How do I know where is a function was executed in Python?

Question

Let's imagine, I've got a module foo.py with declared a function foofunc:

def foofunc():
    # smart things
    return

And two different modules — bar.py and spam.py, where exists code which directly executes the function from foo module.

# `bar` module. All rights reserved.

from foo import foofunc


def run_foofunc():
     return foofunc()

The same thing in another module:

# `spam` module. All rights reserved.

from foo import foofunc


def run_foofunc():
    return foofunc()

I need to know where is executed the function without knowledge of possible places. Something like:

def foofunc():
    print inspect.executedfrom()

Will do something like that in standard output

<pack.bar.run_foofunc>

Does it something similar in real world?

Answer 1

Running the risk of not answering the actual question, you wrote that you need it for research and debugging.

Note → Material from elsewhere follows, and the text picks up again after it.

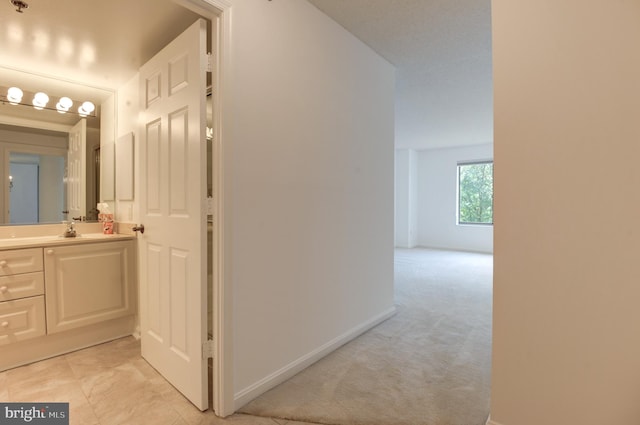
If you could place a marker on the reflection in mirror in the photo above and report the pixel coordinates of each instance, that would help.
(35, 190)
(49, 162)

I think the traceback module is just great for that.

import traceback
traceback.print_stack()

Also take a look at pdb, it allows you to interactively step through your code during runtime.

Answer 2

test.py:

import inspect    

def foofunc():
    frame, filename, line_number, function_name, lines, index = inspect.getouterframes(
        inspect.currentframe())[1]

    print(filename, line_number, function_name)
    return

---

foo.py:

import test
def run_foofunc():
    test.foofunc()

run_foofunc()

yields

('/tmp/foo.py', 3, 'run_foofunc')

Answer 3

Here is a possible implementation of executed_from:

import inspect

def executed_from():
    f = inspect.currentframe().f_back.f_back
    return "%s.%s" % (inspect.getmodule(f).__name__, f.f_code.co_name)

Answer 4

During wait for your answers I found my own answer. This issue possible to resolve by raising an exception in debugged function and make out the traceback layer by layer. This approach is bad in general because it is stops execution, but not bad in the my particular case. And besides it is very pythonic and easy to clean.